Now, finally having elected a Democratic majority in the House of Delegates, Senate and governorship, Virginia has an historic opportunity to make all Virginians safer. We gratefully support the Arlington delegation’s plans to help make real change happen in the upcoming session of the General Assembly.

We expect the bills introduced this January in Richmond to be very similar to those proposed for the July 9, 2019, Special Session on gun violence prevention, which the then-Republican majority ended without action. These and other potential legislation are designed to work together to address the gun violence crisis for Virginians:

  • Assault Weapons Ban (including high capacity magazines, bump stocks, suppressors): Mass shooters maximize their carnage by firing as many rounds as quickly as possible, and limiting their access to high capacity magazines will help save lives. The Virginia Beach shooter used extended magazines in the murder of 12 former colleagues in May 2019.

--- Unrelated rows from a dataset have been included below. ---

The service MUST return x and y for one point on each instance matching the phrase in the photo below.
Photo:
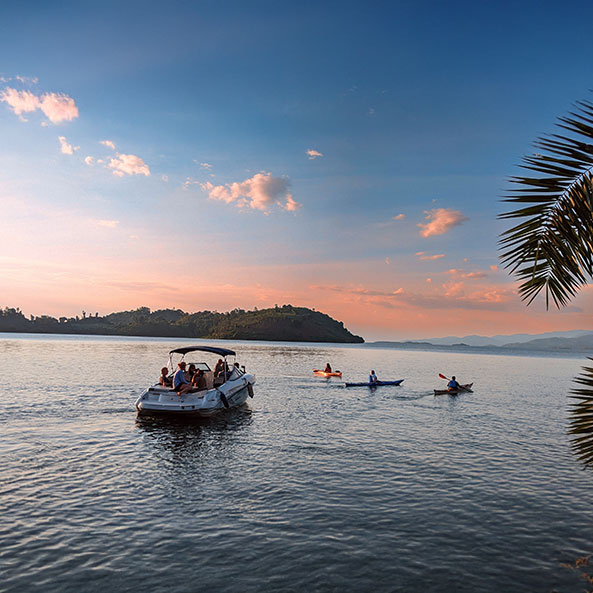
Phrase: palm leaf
(551, 247)
(581, 423)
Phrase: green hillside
(286, 323)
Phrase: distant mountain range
(285, 324)
(503, 340)
(569, 341)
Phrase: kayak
(377, 384)
(320, 373)
(466, 387)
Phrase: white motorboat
(228, 390)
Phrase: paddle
(461, 387)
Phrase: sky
(349, 157)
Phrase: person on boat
(191, 371)
(180, 383)
(199, 381)
(219, 368)
(164, 379)
(453, 385)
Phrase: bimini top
(219, 351)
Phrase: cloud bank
(65, 147)
(128, 164)
(57, 107)
(259, 192)
(313, 154)
(440, 221)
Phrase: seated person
(199, 381)
(219, 368)
(180, 383)
(453, 385)
(164, 379)
(191, 371)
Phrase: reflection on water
(309, 487)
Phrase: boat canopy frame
(212, 349)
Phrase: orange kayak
(321, 373)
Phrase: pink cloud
(259, 192)
(128, 164)
(313, 154)
(466, 275)
(20, 101)
(65, 147)
(425, 257)
(440, 221)
(57, 107)
(110, 224)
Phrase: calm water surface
(311, 487)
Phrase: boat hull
(464, 388)
(157, 400)
(324, 374)
(376, 384)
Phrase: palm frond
(551, 248)
(581, 416)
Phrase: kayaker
(453, 385)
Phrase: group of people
(184, 381)
(192, 379)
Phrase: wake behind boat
(374, 383)
(227, 390)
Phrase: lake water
(311, 487)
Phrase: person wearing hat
(180, 383)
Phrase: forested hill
(286, 323)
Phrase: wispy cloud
(426, 257)
(128, 164)
(259, 192)
(440, 221)
(466, 275)
(313, 154)
(110, 224)
(65, 147)
(27, 79)
(57, 107)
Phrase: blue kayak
(377, 384)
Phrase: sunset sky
(344, 156)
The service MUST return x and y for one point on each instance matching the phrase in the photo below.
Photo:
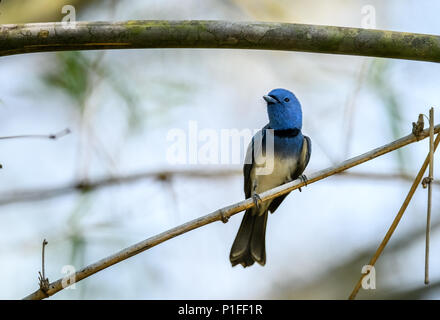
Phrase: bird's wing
(304, 157)
(303, 160)
(255, 148)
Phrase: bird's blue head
(284, 110)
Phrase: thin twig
(396, 220)
(225, 213)
(40, 136)
(43, 281)
(430, 179)
(39, 194)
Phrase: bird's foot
(304, 179)
(257, 200)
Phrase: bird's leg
(257, 200)
(304, 179)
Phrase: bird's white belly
(281, 173)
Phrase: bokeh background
(120, 105)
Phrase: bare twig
(40, 136)
(396, 220)
(43, 281)
(39, 194)
(224, 213)
(46, 37)
(430, 179)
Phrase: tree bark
(45, 37)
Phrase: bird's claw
(304, 179)
(257, 200)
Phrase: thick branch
(225, 213)
(45, 37)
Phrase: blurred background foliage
(121, 105)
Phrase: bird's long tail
(250, 243)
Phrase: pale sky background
(311, 233)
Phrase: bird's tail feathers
(250, 243)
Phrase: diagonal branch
(135, 34)
(224, 213)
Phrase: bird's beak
(270, 100)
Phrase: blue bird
(290, 156)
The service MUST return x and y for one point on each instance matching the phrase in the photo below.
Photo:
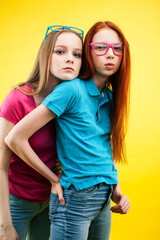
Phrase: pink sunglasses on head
(101, 48)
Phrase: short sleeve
(11, 108)
(63, 98)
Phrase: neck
(100, 81)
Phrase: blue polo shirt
(83, 133)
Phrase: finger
(120, 209)
(61, 198)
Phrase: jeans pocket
(54, 200)
(85, 192)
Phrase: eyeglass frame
(63, 27)
(108, 46)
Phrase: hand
(122, 202)
(8, 233)
(57, 189)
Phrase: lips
(68, 69)
(109, 65)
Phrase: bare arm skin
(7, 230)
(122, 202)
(17, 140)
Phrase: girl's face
(66, 58)
(108, 64)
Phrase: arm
(17, 140)
(6, 227)
(122, 202)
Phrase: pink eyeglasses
(101, 48)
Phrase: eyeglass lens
(102, 48)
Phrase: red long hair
(120, 83)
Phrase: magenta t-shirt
(25, 182)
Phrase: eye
(59, 52)
(118, 47)
(100, 47)
(77, 55)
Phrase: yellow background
(22, 27)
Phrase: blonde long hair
(39, 77)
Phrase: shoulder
(15, 105)
(109, 92)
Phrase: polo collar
(94, 91)
(92, 88)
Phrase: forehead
(69, 39)
(106, 35)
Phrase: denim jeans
(86, 214)
(30, 219)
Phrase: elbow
(11, 141)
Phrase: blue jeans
(85, 216)
(30, 219)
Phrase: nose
(69, 58)
(110, 53)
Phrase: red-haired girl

  • Reporting Lost and Stolen Firearms within 24 Hours: Helps keep weapons out of the wrong hands.
  • An Effective Background Check on Every Gun Sold. Currently, private sellers are not required to conduct background checks, so, utilizing the “gun show loophole,” people who can’t pass background checks buy from private sellers, often at gun shows. Background checks save lives and 86% of Virginians support them.
  • Expanded Protective Orders: Closes the “boyfriend loophole,” which currently limits seizure of firearms from the subject of a permanent or final protective order to family only. More than 500 women in America are shot dead by their husbands or boyfriends/domestic partners each year.

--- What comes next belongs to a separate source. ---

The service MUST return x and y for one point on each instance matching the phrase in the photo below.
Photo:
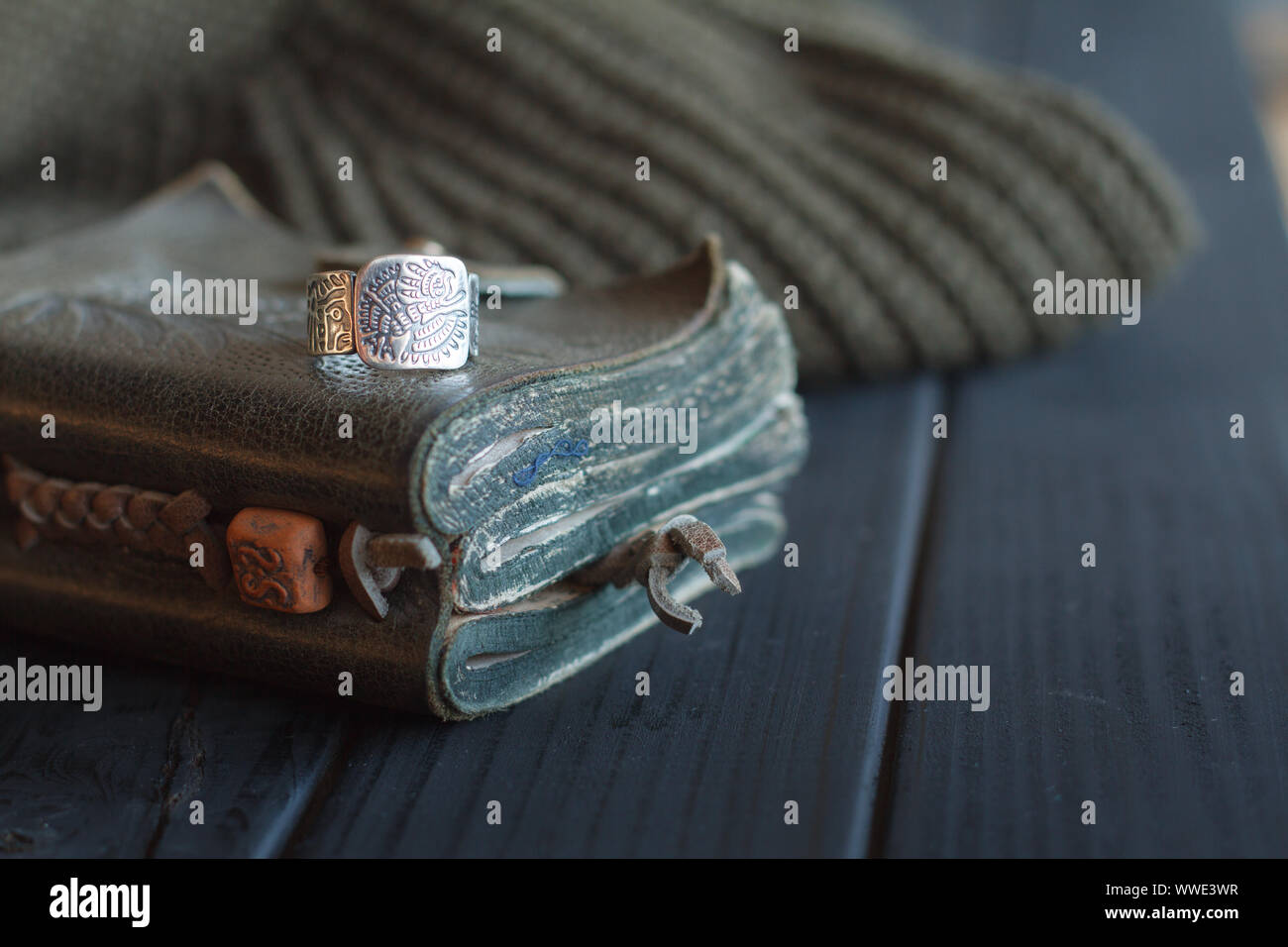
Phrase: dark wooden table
(1108, 684)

  • Child Access Protection: Increases penalties for allowing a child access to a loaded weapon and changes the definition of a “child” for these purposes from age 14 to 18 to help reduce Virginia’s share of the 8,000 children shot and 1,500 killed per year, as well as the 75% of school shooters who access guns from home.

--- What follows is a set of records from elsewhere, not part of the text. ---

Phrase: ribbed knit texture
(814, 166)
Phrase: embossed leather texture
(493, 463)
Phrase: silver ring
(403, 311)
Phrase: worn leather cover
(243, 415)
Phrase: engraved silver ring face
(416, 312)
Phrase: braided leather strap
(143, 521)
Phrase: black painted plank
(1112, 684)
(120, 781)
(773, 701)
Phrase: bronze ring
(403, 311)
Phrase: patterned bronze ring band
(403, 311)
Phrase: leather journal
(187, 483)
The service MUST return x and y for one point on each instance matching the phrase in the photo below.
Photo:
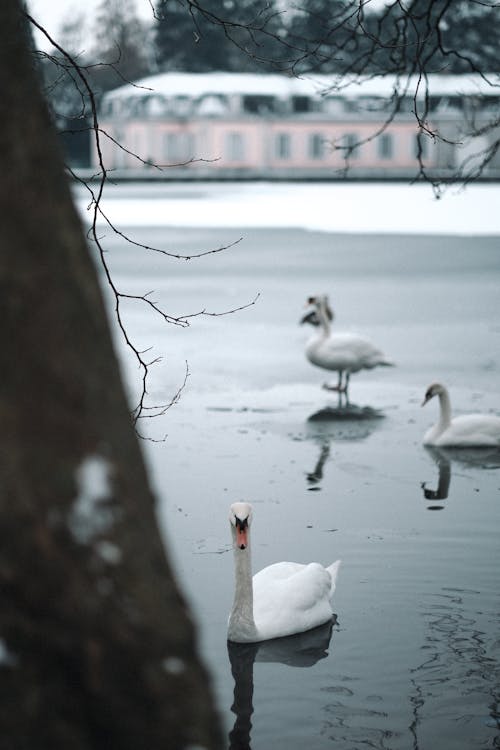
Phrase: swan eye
(241, 523)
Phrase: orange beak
(241, 537)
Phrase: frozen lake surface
(413, 660)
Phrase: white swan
(280, 600)
(342, 352)
(467, 431)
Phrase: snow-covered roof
(200, 84)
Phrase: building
(241, 125)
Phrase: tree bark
(97, 648)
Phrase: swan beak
(241, 537)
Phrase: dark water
(413, 660)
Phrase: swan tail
(333, 569)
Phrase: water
(413, 659)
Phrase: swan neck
(241, 622)
(323, 317)
(444, 410)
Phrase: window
(351, 146)
(301, 104)
(316, 146)
(385, 146)
(283, 146)
(179, 147)
(421, 146)
(235, 147)
(258, 104)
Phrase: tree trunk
(96, 645)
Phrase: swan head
(317, 303)
(240, 518)
(435, 389)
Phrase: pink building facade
(230, 125)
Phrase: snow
(89, 516)
(199, 84)
(359, 208)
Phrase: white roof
(200, 84)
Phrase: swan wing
(346, 351)
(290, 598)
(472, 430)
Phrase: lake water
(413, 660)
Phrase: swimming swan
(341, 352)
(467, 431)
(280, 600)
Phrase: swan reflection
(340, 423)
(483, 458)
(301, 650)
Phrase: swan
(467, 431)
(342, 352)
(282, 599)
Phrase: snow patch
(89, 516)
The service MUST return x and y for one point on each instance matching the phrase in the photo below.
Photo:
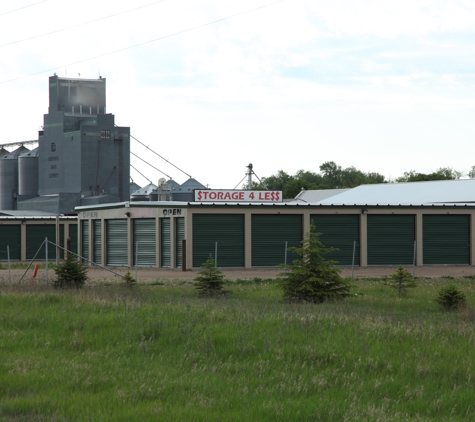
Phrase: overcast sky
(213, 85)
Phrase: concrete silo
(28, 174)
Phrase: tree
(210, 281)
(450, 298)
(401, 281)
(312, 278)
(70, 273)
(442, 173)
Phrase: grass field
(157, 352)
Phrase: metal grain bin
(143, 194)
(9, 178)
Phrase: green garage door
(339, 231)
(85, 240)
(145, 244)
(179, 237)
(97, 241)
(10, 236)
(35, 236)
(446, 239)
(269, 234)
(73, 238)
(117, 243)
(227, 230)
(391, 239)
(165, 243)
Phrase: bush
(401, 281)
(450, 298)
(210, 280)
(312, 278)
(70, 273)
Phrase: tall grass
(160, 353)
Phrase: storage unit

  • Extreme Risk Protective Orders (ERPO): Allows loved ones or law enforcement to temporarily remove firearms from someone in crisis who has demonstrated warning signs, before a suicide or mass shooting takes place. These laws are proven to prevent tragedies and will save Virginians’ lives.
  • Locality Control: Allows local governments, including our own Arlington County Board’s plan, to enact measures of their own providing further protection, for instance, in municipal buildings or at local events.
  • One Handgun Purchase per Month: Reinstates a successful law from the past that tackles weapons stockpiling.

Preventing gun violence is one of the morally defining issues of our time. We add our voices to the chorus of Americans and Virginians calling for common sense gun legislation for all Americans. We urge fellow Arlingtonians and lawmakers from across the state — from all parties — to support the passage of new life-saving laws in Richmond.

Tara Teaford is a leader in Arlington’s Moms Demand Action for Gun Sense in America group and chair of the Arlington County Council of PTA’s School Safety Committee. Dana Milburn is a leader in the NoVA Chapter of BRADY, United Against Gun Violence, and a member of Moms Demand Action.